The story commences with Christine. She has lost two children to the disease and when her third Collette comes down with it, she is determined that at whatever cost she is not going to lose this child. At the same time she is faced with her husband who is terrified of the contagion and just wants to protect his surviving children also at any cost. The division of the family and the final breakdown of the family unit is also a tragic result of the illness. Christine and Collette make a brilliant life for themselves in a sanitarium which sounds idyllic ( I really wished that places like this would exist today for people faced with such life threatening illnesses). Whilst there Christine realizes that much more needs to be done and that funds are always needed to achieve this. She sets out to achieve just this and is brilliant at it. 

The story continues with Collette and then to Amy, Daniel and Edward all characters linked to the story.

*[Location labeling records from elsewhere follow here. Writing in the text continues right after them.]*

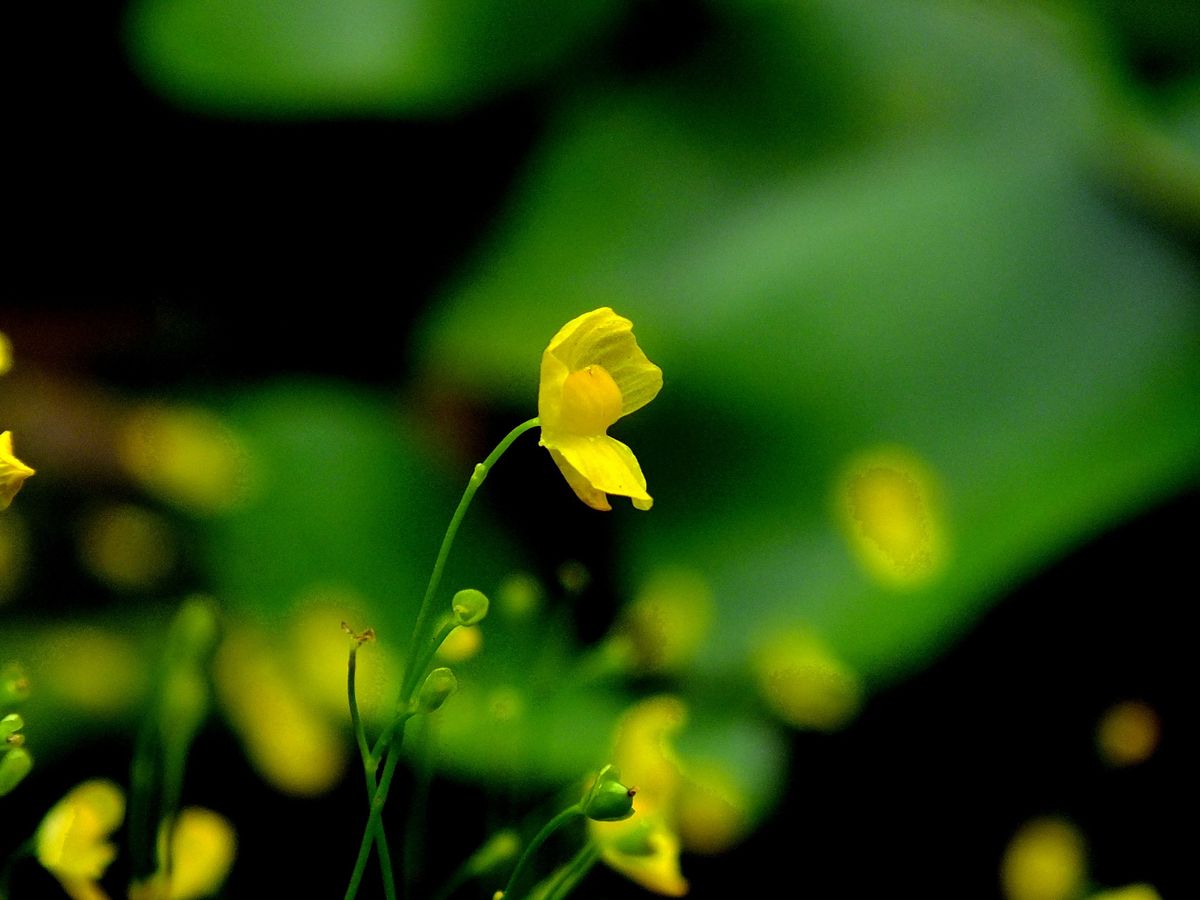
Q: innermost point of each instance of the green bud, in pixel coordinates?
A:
(609, 801)
(469, 606)
(13, 684)
(15, 766)
(439, 684)
(195, 630)
(9, 726)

Frankly and brutally told with no holds barred the story takes you not just into the illness but the implications that the illness had on people's lives at the time. It also marks the development of sanitariums and how the illness was treated and how new methods were improvised to keep it at bay.

An excellent read.

1 comment:

Noelle the dreamer said...

Quite a different read, the subject alone perhaps a drawback for some people's taste yet from your review, worth a try.
I just might add it to my list Dear!